Transcribing Audio to Subtitles Using OpenAI’s Whisper Model on Google Colab
In this post, I’ll walk you through the process of transcribing an audio file into subtitles using OpenAI’s Whisper model. We’ll use Google Colab for the environment, leveraging its GPU capabilities to speed up the transcription process.
Step 1: Setting Up the Environment
First, we need to mount Google Drive to access the audio files and save the generated subtitle files.
# Mount Google Drive
from google.colab import drive
drive.mount('/content/drive')
Next, we’ll install the necessary packages. OpenAI’s Whisper model and PyTorch are required for transcription and GPU acceleration, respectively.
# Install required packages
!pip install git+https://github.com/openai/whisper.git
!pip install torch
Step 2: Loading the Model
We’ll import the necessary libraries and check if a CUDA-enabled GPU is available. This helps in leveraging the power of GPU for faster transcription.
import whisper
import torch
import os
# Check if a CUDA-enabled GPU is available
device = "cuda" if torch.cuda.is_available() else "cpu"
Load the Whisper model and move it to the GPU if available.
# Load the Whisper model and move it to the GPU if available
model = whisper.load_model("large", device=device)

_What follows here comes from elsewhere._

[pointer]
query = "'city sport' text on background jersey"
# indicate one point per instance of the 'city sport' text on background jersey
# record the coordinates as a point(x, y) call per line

Step 3: Transcribing the Audio File
Specify the path to the audio file stored on Google Drive. In this example, the file is named 1_2_nerwork_101.wav
and is located in the awsbc9_source
directory.
# Specify the path to the audio file on Google Drive
audio_file = "/content/drive/MyDrive/awsbc9_source/1_2_nerwork_101.wav"
# Set the input language to Turkish
input_language = "tr" # Turkish language code
Transcribe the entire audio file with fp16 enabled and specified language. This step converts the audio into text.
# Transcribe the entire audio file with fp16 enabled and specified language
result = model.transcribe(audio_file, fp16=False, language=input_language)
Step 4: Creating the SRT File
We need a helper function to format the timestamps correctly for the SRT (SubRip Subtitle) file.
# Helper function to convert seconds to SRT timestamp format
def format_timestamp(seconds):
milliseconds = int((seconds % 1) * 1000)
seconds = int(seconds)
minutes, seconds = divmod(seconds, 60)
hours, minutes = divmod(minutes, 60)
return f"{hours:02}:{minutes:02}:{seconds:02},{milliseconds:03}"
Create the SRT file content by iterating over the transcription segments and formatting them into the SRT format.
# Create the SRT file content
srt_content = []
for i, segment in enumerate(result["segments"]):
start_time = format_timestamp(segment["start"])
end_time = format_timestamp(segment["end"])
text = segment["text"].strip()
srt_content.append(f"{i + 1}")
srt_content.append(f"{start_time} --> {end_time}")
srt_content.append(text)
srt_content.append("")
Finally, write the SRT file to Google Drive.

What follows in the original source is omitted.